This position supports the application of mathematical modelling and computational modelling, e.g., machine learning, Bayesian statistics, and data analytics, for a broad range of problems of interest to CNL, including modelling and prediction of nuclear materials properties, prediction of component ageing and failure, modelling and prediction of radiological dispersion, image processing, and bioinformatics.
CNL seeks to leverage recent advances in applied mathematics and machine learning methods, in particular deep learning , to meet current and anticipated demand in the areas of contemporary and advanced fuel and structural materials modelling, nuclear security and safety response, and assessment of biological effects of radiation.
Exploitation of advanced computing methods for both traditional and emerging research areas in nuclear energy and safety will ensure that CNL is positioned to stay on the leading edge of nuclear research and development.
Successful candidates will be expected to develop methods and apply various mathematical models, algorithms and codes to relevant problems.
Specific areas include development of advanced algorithms to accelerate modelling of radiological dispersion, and use of machine learning to automate analysis and interpretation of microstructural imaging and associated materials performance data.
Additional areas of interest include the application of machine learning to image processing and microstructural analysis of nuclear fuel and structural components, statistical methods for component failure predictions, and the use of bioinformatics in characterization of the effects of radiation on biological systems.
Candidates will also be expected to participate in developing new techniques and methods that take advantage of advances in computing methods and hardware.
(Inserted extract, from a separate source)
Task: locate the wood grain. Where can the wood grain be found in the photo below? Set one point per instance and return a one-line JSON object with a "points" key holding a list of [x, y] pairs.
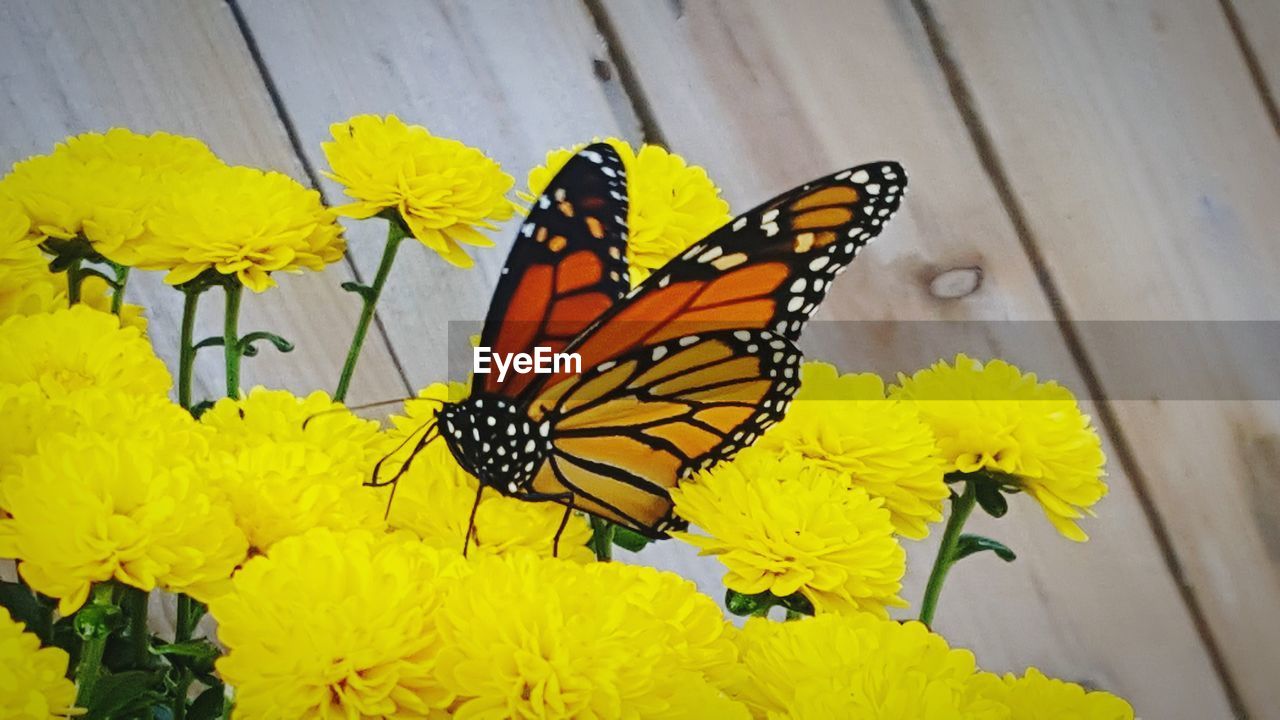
{"points": [[769, 95], [179, 67], [515, 80], [1260, 22], [1148, 176]]}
The candidate should be familiar with modern software tools, e.g. R, MATLAB, Python, and methods, e.g., Bayesian statistics, machine learning, and genomics.
The ability to perform parametric studies is also desirable.
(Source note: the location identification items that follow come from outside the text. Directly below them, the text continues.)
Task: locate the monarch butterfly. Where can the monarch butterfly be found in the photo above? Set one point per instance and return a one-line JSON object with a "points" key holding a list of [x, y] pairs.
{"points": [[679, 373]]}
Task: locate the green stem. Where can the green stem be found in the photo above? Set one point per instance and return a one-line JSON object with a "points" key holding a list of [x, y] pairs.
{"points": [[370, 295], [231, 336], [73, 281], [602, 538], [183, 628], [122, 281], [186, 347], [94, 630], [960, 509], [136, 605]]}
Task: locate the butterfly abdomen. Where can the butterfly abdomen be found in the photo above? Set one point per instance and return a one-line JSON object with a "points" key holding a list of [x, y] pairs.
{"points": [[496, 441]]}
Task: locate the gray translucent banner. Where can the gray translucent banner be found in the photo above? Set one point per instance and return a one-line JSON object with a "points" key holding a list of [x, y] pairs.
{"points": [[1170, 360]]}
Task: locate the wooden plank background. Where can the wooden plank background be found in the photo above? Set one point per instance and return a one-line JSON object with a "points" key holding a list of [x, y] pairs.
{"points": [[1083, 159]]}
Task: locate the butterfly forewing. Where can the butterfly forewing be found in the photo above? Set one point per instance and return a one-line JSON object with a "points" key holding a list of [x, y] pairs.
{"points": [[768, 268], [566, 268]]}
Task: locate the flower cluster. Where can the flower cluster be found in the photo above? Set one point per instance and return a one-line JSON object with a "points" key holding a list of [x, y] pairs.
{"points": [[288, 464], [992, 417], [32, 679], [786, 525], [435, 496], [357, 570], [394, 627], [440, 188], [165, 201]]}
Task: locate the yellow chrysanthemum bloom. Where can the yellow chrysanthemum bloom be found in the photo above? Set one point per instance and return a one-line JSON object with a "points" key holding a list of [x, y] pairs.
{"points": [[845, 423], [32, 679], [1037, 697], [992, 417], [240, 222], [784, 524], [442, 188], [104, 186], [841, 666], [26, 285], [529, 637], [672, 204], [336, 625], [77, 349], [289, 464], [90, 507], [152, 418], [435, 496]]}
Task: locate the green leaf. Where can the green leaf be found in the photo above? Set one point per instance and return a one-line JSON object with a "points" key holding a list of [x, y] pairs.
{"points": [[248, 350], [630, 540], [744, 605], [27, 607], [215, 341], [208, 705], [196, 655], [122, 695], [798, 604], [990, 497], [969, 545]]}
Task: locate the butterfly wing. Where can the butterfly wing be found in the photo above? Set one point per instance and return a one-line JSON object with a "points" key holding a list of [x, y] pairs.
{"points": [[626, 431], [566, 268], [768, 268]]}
It is expected that the candidate will have the ability to plan and execute complex scientific research tasks, focused on specific project objectives.
Presentations on research will be delivered internally to CNL, at national and international venues, and to external customers.
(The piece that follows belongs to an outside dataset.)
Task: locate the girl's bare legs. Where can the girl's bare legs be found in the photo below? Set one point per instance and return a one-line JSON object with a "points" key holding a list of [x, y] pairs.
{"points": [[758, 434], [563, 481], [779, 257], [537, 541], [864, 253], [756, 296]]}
Work will be documented in internal CNL reports and published in peer reviewed journals.
New methods and technologies may be developed as an outcome of the research performed.
PhD in Engineering or Science from a university of recognized standing with a minimum of 2-5 years' experience, or membership in an engineering or scientific professional organization authorized by statute to establish qualification for membership in that organization.
Have 2-5 years of experience in an academic, industrial or institutional setting.
Strong communication skills and a proficiency in applied mathematics and computer programming are essential.
The candidate will be expected to both work in a team and perform independently.
The candidate is expected to report on progress through internal reports and presentations and to publish the results in peer reviewed journals.
Preference will be given to candidates with experience in applied mathematics, data analytics, machine learning, or Bayesian statistical models.
Knowledge and experience in bioinformatics and use of next generation sequencing analysis tools is also desirable.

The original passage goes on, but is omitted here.